In yesterday’s New York Times, Gary Marcus wrote an op-ed called “The Trouble With Brain Science.” Writing of big-ticket research projects underway in brain science on both sides of the Atlantic, Professor Marcus writes:
Biology isn’t elegant the way physics appears to be. The living world is bursting with variety and unpredictable complexity, because biology is the product of historical accidents, with species solving problems based on happenstance that leads them down one evolutionary road rather than another. No overarching theory of neuroscience could predict, for example, that the cerebellum (which is involved in timing and motor control) would have vastly more neurons than the prefrontal cortex (the part of the brain most associated with our advanced intelligence).
But biological complexity is only part of the challenge in figuring out what kind of theory of the brain we’re seeking. What we are really looking for is a bridge, some way of connecting two separate scientific languages — those of neuroscience and psychology.
Such bridges don’t come easily or often, maybe once in a generation, but when they do arrive, they can change everything. An example is the discovery of DNA, which allowed us to understand how genetic information could be represented and replicated in a physical structure. In one stroke, this bridge transformed biology from a mystery — in which the physical basis of life was almost entirely unknown — into a tractable if challenging set of problems, such as sequencing genes, working out the proteins that they encode and discerning the circumstances that govern their distribution in the body.
Neuroscience awaits a similar breakthrough. We know that there must be some lawful relation between assemblies of neurons and the elements of thought, but we are currently at a loss to describe those laws. We don’t know, for example, whether our memories for individual words inhere in individual neurons or in sets of neurons, or in what way sets of neurons might underwrite our memories for words, if in fact they do.
The problem with both of the big brain projects is that too few of the hundreds of millions of dollars being spent are devoted to spanning this conceptual chasm. Both projects are making important contributions: the European effort is helping build infrastructure for data integration; the American project is emphasizing the development of state-of-the-art tools for collecting new kinds of data. But as anyone in a field richer in data than theory (like weather forecasting) can tell you, amassing data is only a start.
The success of both the Human Brain Project and the Brain Initiative will ultimately rest not just on the data to be collected but also on what can be done with those data once they are collected. On that, too little has been said.
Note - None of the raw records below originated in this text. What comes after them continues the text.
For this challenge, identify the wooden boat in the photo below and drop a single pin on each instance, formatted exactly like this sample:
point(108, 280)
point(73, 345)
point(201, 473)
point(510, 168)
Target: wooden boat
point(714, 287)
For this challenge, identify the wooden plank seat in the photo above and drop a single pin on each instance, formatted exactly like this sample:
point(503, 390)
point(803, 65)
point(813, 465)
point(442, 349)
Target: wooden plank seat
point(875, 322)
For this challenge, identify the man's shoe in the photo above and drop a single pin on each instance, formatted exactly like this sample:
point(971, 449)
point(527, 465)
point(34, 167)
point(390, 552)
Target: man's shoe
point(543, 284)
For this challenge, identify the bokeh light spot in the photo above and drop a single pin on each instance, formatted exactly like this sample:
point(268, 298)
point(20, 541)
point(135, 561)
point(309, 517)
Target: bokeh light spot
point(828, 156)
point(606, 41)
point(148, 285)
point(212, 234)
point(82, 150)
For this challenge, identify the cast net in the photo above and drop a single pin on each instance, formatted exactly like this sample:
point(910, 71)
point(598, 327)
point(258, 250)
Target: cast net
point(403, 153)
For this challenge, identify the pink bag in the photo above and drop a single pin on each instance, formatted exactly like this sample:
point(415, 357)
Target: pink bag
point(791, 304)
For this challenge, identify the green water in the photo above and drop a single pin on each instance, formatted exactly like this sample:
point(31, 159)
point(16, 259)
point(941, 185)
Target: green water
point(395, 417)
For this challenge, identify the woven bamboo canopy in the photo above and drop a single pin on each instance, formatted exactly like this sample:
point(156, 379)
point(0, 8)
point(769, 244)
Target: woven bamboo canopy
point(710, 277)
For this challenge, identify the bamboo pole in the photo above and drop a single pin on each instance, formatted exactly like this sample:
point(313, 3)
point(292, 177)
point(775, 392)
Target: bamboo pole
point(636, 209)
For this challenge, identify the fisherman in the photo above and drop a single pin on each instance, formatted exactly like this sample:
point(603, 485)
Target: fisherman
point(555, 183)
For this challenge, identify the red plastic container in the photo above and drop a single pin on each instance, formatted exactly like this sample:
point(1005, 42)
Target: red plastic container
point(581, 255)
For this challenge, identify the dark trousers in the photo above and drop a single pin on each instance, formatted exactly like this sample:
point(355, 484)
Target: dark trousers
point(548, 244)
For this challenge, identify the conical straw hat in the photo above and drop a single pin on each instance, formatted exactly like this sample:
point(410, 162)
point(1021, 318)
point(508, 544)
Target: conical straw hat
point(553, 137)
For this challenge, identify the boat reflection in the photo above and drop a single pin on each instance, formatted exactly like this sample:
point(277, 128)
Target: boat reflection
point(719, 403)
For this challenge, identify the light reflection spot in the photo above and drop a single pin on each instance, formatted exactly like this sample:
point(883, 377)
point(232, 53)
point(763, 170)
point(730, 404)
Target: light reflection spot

I’m a bit leery of this. Professor Marcus’ bridge-building and lawful relations sound like aliases for reductionism. Say we don’t reduce psychology to neuroscience- say we can never reduce psychology to neuroscience. So what? Gödel proved that we will never be able to reduce arithmetic to logic, that arithmetic needs concepts that cannot be derived from rules of logic. Gödel did not thereby give warrant to mysticism or undermine the rationality of arithmetic, since the only concepts in that category are perfectly mundane. Just because there is no “lawful relation” between the concept of set and the procedure of modus ponens does not make arithmetic any the less a rational pursuit.
So if it turns out that there is no “lawful relation between assemblies of neurons and the elements of thought,” it does not necessarily follow that psychologist will have to conclude that the phenomena their discipline studies derive from supernatural influences, or that they will have to become magicians, or anything so dramatic as that. It may just be that the two fields of study will have to plod along as they currently do, operating quite independent of each other despite their superficial similarities. Of course, it may not turn out that this is the case- perhaps some day one field will be reduced to the other. But science has nothing to fear should this reduction prove impossible.